Monday, November 02, 2009

Silicon Valley Versus Boston’s Route 128

Great piece on Silicon Valley versus Boston's Route 128. I'm particularly interested in how the openness of Silicon Valley spurred growth as the corporate-siloed Route 128 lagged behind. Consider your own professional learning network (PLN) and your interactions with colleagues. How easily do you and your colleagues share information? Does your network - formal or informal - foster openness and innovation or are you trapped in a silo?

The Valley of My Dreams: Why Silicon Valley Left Boston’s Route 128 In The Dust:
In the 1980’s the Silicon Valley and Route 128 looked very similar—a mix of large and small tech firms, world class universities, venture capital, and military funding. If you were betting on one you’d have been wise to bet on Route 128 because of its longer industrial history and proximity to a large number of high quality educational institutions (Harvard, Yale, Brown, MIT, Tufts, Amherst) and proximity to Bell Labs and other large corporate research centers. You remember Bell Labs, right? It’s where the transistor was invented. Now, aside from big biotech breakthroughs, Boston is a distant second nationally to Silicon Valley in technology entrepreneurship. So, what happened to Boston?

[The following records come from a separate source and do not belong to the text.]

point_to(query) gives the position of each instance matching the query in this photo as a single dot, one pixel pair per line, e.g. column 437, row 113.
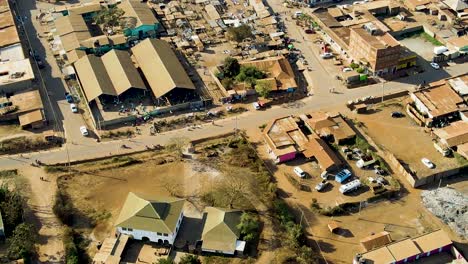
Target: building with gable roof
column 155, row 219
column 220, row 233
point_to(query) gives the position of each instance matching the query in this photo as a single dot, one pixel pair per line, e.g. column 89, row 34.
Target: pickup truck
column 365, row 161
column 342, row 175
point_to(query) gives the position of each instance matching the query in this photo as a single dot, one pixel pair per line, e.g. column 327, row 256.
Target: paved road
column 248, row 121
column 56, row 107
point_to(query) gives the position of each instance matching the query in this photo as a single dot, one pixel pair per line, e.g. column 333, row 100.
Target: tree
column 240, row 33
column 109, row 17
column 189, row 259
column 249, row 226
column 263, row 89
column 231, row 67
column 165, row 261
column 22, row 242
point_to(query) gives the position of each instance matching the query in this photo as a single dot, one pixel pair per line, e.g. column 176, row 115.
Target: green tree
column 109, row 17
column 21, row 243
column 263, row 89
column 165, row 261
column 189, row 259
column 240, row 33
column 231, row 67
column 249, row 226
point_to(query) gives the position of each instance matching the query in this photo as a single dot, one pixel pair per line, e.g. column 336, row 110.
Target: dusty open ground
column 406, row 140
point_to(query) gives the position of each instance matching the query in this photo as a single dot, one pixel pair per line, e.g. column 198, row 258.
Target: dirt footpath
column 41, row 198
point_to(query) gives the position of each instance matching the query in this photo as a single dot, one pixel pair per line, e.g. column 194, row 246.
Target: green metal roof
column 220, row 231
column 155, row 214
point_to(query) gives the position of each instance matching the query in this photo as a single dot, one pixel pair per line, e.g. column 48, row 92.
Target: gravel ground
column 449, row 205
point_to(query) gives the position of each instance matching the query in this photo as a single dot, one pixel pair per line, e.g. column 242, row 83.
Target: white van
column 350, row 186
column 299, row 172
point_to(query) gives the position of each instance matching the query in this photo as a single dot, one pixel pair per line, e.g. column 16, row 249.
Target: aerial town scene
column 234, row 131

A young professor at UC-Berkeley, AnnaLee Saxenian, wrote a book in 1994 which answers this question. At a time when Boston still thought it was the powerhouse of the tech industry, Saxenian declared Boston the loser in the tech race and explained why it would only fall further behind. This book was titled Regional Advantage: Culture and Competition in Silicon Valley and Route 128. It kicked off a firestorm of criticism from the Boston elite. Saxenian also alienated friends at her alma mater, MIT.

She noted that Silicon Valley had an amazing dynamism about it. There were extensive professional networks, job hopping was the norm, information was exchanged openly, and the culture encouraged risk taking. The Silicon Valley ecosystem supported entrepreneurial experimentation and collective learning. In other words, Silicon Valley was a very open network—a giant social networking site working in analog before the concept of such a thing even existed.
[emphasis added - MQ]

This organizational mechanism was in sharp contrast to that of Route 128. Dominated by large, vertically integrated, and secretive minicomputer producers such as DEC, Wang, Prime, and Data General. Technology, skill, and know-how were trapped within the boundaries of the large corporations.